OP weapons are the best at killing zombies.

The game is split into four modes, all of which can be played alone, in couch co-op, or online co-op. In Adventure mode you tackle waves of enemies picking up gold, weapons, ammo, magic runes, and upgrades along the way. In between waves you can access the shop to purchase upgrades to your weapons or more ammo and such. The waves end in a tough boss battle and then you warp to the next arena. This game mode is the most immediately enjoyable as it gives a real sense of progression as well as a tough challenge, and with the added incentive of location changes featuring a slew of new enemies I found myself consistently retrying not in order to get the high score but to see as many levels and enemy types as I could. After you eventually die you take all the gold you managed to grab and use it to buff your character, leveling up your damage, health, speed etc to make your next attempt more manageable so you can progress further. You can also use the gold to grab costumes and hats for your characters which of course is much more important.


Zombie fish? and… Zombie Jellyfish?!

Dungeon mode is where the “procedurally generated dungeons” come into play. You blast your way through foresty looking enemies, smashing loot chests until you go down a staircase to a newly generated level, the concept is cool and I enjoyed the destructible environment which held secret chests but felt that it all got stale quickly and found myself playing this mode the least out of the four.

Arcade is where you test your zombie blasting skills in a bid to reach a total of 10,000 Zombie kills in 5 minutes.

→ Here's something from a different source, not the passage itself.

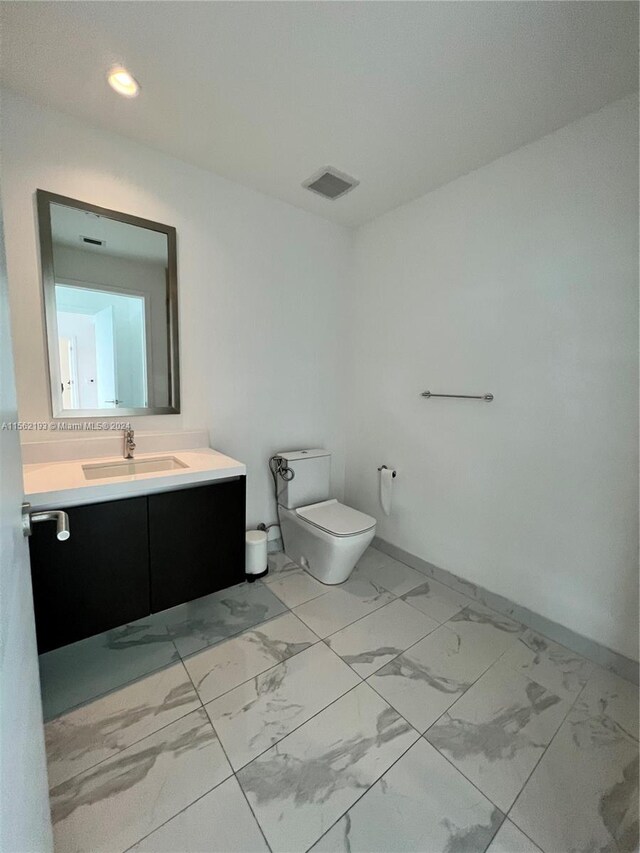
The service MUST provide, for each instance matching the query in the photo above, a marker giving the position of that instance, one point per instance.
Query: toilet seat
(336, 518)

This is a great mode for multiplayer and as you progress through the game you unlock more maps to use for this mode, giving a great incentive to play the other game modes more.

Deathmatch, albeit a fun idea was simply too much to handle for me, playing a four player match the screen was simply so full of lasers and explosions that I could not see my character half the time, and I’d often be looking for myself only to find I had died, already re spawned and was in the process of being shot again. Maybe with less players this would be more tolerable but for me I stuck to the other game modes.

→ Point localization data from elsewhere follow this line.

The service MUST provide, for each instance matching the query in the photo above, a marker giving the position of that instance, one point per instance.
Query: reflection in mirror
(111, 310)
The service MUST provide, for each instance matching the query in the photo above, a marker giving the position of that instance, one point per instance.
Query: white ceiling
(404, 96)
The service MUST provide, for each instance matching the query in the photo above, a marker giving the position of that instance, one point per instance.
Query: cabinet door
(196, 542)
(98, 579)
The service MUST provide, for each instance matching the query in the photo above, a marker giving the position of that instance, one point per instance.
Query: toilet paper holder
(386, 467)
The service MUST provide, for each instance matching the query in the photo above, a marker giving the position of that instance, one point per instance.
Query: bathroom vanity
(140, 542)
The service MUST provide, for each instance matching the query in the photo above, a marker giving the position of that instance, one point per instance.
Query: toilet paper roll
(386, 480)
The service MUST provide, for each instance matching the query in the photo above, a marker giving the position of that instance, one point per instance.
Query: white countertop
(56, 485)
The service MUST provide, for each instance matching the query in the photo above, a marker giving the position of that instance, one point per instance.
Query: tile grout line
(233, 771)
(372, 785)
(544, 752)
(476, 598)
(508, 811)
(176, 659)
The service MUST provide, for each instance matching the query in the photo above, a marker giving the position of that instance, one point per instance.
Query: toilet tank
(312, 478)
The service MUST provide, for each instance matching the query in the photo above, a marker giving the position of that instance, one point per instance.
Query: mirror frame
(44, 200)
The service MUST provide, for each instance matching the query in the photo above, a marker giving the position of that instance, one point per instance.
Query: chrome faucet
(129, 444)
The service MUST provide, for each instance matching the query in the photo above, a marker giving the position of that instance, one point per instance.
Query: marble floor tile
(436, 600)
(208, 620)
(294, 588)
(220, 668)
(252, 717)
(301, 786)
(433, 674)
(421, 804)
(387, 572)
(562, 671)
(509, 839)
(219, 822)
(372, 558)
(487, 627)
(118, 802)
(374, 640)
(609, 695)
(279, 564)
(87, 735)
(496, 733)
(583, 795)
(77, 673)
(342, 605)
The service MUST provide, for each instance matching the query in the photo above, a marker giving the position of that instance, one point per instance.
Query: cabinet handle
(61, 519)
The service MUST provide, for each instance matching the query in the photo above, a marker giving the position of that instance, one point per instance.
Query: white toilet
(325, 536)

The inclusion of local and online co-op into every mode is a commendable choice and having a friend to play with makes the game much more enjoyable. Though an issue I found with the game is unfortunately one that disrupts the co-op experience. When one player dies, the camera seems to freak out, potentially in mourning the loss of a zombie party goer but none the less it tends to result in the remaining character(s) dying due to a mental camera that locks onto the dead players corpse unwilling to let go. My other gripe with the game is more on a personal level, why no WEAPON WHEEL?! It seems to me that this game is dying for a weapon wheel option as you get a myriad of weapons and scrolling past ten plus weapons in order to grab the trusty flame thrower that would be really useful at that moment usually causes the moment to slip by. This can be rectified in some part by adjusting a setting in the options menu that gives an Unreal Tournament-esque auto weapon select in that it equips your most powerful weapon at any given time, the problem with this is it removes a huge element of the gameplay by giving you less choice on the battlefield and so the game becomes much simpler and thus less enjoyable.

Throughout all the game modes that Zombie Party offers the core concept remains the same: shoot things with OP weapons and survive as long as possible. For the most part the game manages to pull this off almost without a hitch, and although there are a couple things I noticed that marred my overall experience, the game is, (as it repeatedly states)  in its “Early Access Alpha Stage” and so there’s plenty of room for improvement before the final release.